Tag: spring

  • March on the homestead: the loud month

    March on the homestead: the loud month

    February is silent. April is busy. March is loud. It is the month when every animal, plant, and weather pattern shows up at the door at the same time and asks what is for dinner.

    What is happening this week

    Peas in. Onion sets in. Seedlings under lights getting their second true leaves. Chickens laying every day again, finally. Bees coming and going on warm afternoons.

    What we are putting off

    Pruning the apples. Mucking out the run. Building the new tomato trellises. None of it is urgent.

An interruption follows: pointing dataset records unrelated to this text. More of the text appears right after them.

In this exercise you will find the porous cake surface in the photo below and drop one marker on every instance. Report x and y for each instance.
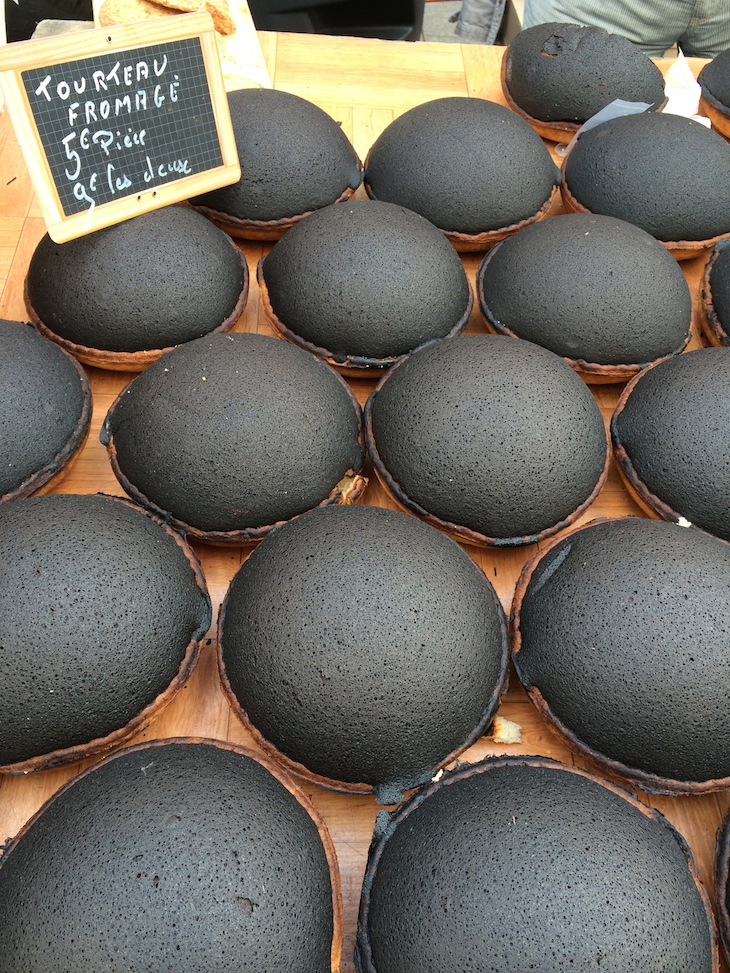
(590, 288)
(521, 864)
(466, 164)
(43, 397)
(495, 434)
(184, 857)
(246, 431)
(98, 608)
(674, 427)
(364, 645)
(151, 282)
(667, 174)
(565, 72)
(624, 630)
(367, 278)
(294, 158)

All of it will be by April 1.

    A small joy

    The first crocus on the south side of the barn opened on Sunday. We stopped what we were doing and stood in the mud and looked at it for a while.

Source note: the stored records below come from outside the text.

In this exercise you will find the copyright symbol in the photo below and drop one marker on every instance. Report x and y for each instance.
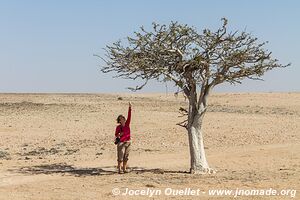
(116, 191)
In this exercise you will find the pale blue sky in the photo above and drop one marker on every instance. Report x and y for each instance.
(48, 46)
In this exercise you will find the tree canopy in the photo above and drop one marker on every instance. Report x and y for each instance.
(179, 53)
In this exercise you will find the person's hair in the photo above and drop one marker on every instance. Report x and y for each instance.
(119, 118)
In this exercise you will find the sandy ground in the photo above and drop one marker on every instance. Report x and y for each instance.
(60, 146)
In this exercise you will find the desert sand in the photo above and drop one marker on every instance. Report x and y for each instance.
(60, 146)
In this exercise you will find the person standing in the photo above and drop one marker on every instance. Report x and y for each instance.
(123, 142)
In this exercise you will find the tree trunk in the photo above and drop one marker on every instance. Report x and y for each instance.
(198, 159)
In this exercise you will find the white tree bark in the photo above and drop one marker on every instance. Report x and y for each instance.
(199, 163)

    March is the month we remember why we live like this.

  • What we planted in March, and why

    What we planted in March, and why

    March around here means three things at once: dirt under fingernails, seed trays on every windowsill, and weather that flips its mood twice a day. Here is what we put where.

    Direct sow

    Peas in the first week the ground unfreezes. Spinach and lettuce a week later — they would rather be cold than warm. Radishes and carrots once we are sure the daytime stays above 50.

    Indoor starts

    Tomatoes, peppers, and basil go under lights mid-March. We have learned the hard way that too-early starts make leggy seedlings and a lot of February resentment.

    What we skipped

    Eggplant. Our season is too short and we are not running a greenhouse yet. Maybe next year. Probably not.

    If we get one week of “oh no it is too cold to put the peas in,” we know we got the timing right.